Board Composition and Functions
Under the company’s Constitution, the Board must have a minimum of three and a maximum of twelve Directors. One third of the Directors, with the exception of the Managing Director, must retire at the Annual General Meeting each year and may seek re-election. Additionally, any new Director, with the exception of the Managing Director, appointed by the Board must retire and may seek re-election in the year of appointment.
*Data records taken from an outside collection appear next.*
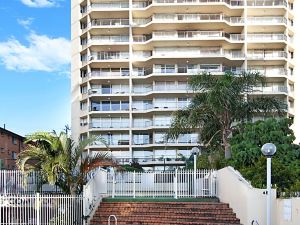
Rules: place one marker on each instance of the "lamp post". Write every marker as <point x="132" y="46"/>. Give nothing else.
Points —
<point x="268" y="150"/>
<point x="195" y="152"/>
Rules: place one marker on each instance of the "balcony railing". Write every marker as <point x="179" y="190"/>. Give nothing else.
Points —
<point x="105" y="39"/>
<point x="159" y="106"/>
<point x="167" y="35"/>
<point x="266" y="20"/>
<point x="110" y="5"/>
<point x="144" y="4"/>
<point x="163" y="160"/>
<point x="161" y="89"/>
<point x="198" y="52"/>
<point x="184" y="70"/>
<point x="101" y="91"/>
<point x="267" y="3"/>
<point x="187" y="18"/>
<point x="109" y="73"/>
<point x="145" y="124"/>
<point x="109" y="125"/>
<point x="273" y="89"/>
<point x="267" y="37"/>
<point x="266" y="54"/>
<point x="109" y="22"/>
<point x="108" y="55"/>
The Board believes that its composition represents an appropriate balance of executive and non-executive Directors to achieve the promotion of shareholder interests and governance of the business effectively.
The Board's responsibilities and duties include the following:
- Appointing the Chief Executive Officer;
- Determining the strategic direction of the Group as an outcome of executive management recommendations and measuring performance against approved strategies;
- Adopting operating budgets at the commencement of each financial year and monitoring progress on a regular basis against budget by both financial and non-financial key performance indicators;
- Monitoring and overseeing the Group's financial position and risk management priorities;
- Evaluating the performance of the Chief Executive Officer and determining remuneration;
- Determining that satisfactory arrangements are in place for auditing the Group's financial affairs;
- Ensuring, where reasonable and appropriate, that policies and compliance systems consistent with the Group's objectives and industry best practice are in place, providing the necessary framework for the Group and its Officers to act legally, ethically and responsibly on all matters; and
- Ensuring a reasonable view from all relevant stakeholders is taken into account.
The Board of the Group currently consists of ten Non-Executive Directors and one Executive Director. The Chairman is a Non-Executive Director and six of the ten Non-Executive Directors are considered to be independent. Regardless, all Directors are required to bring independent judgment to bear in their board decision making. The Group maintains a mix of Directors on the Board from different backgrounds with complementary skills and experience. The Chairman is elected by the full Board.
The Group has adopted guidelines for testing the independence of Directors. A Director is considered to be independent if they satisfy certain criteria, the most significant being as follows:
- The Director must be in a non-executive role and any fees that may be paid by the Group for services provided must not be of an amount that could make the Director reliant on such remuneration. The Director must have no other material contractual relationship with the Group other than as a Director of the Group;
- The Director is not a substantial shareholder of the Company being defined in the Corporations Act as holding more than 5% of the voting shares of the company;
- The Director has not been employed in an executive capacity by the Group and has not been a principal of a material adviser or consultant to the Group within the last three years (other than noted below); and
- The Director is free from any interest which could reasonably be perceived to materially interfere with the Director's ability to act in the best interests of the Group.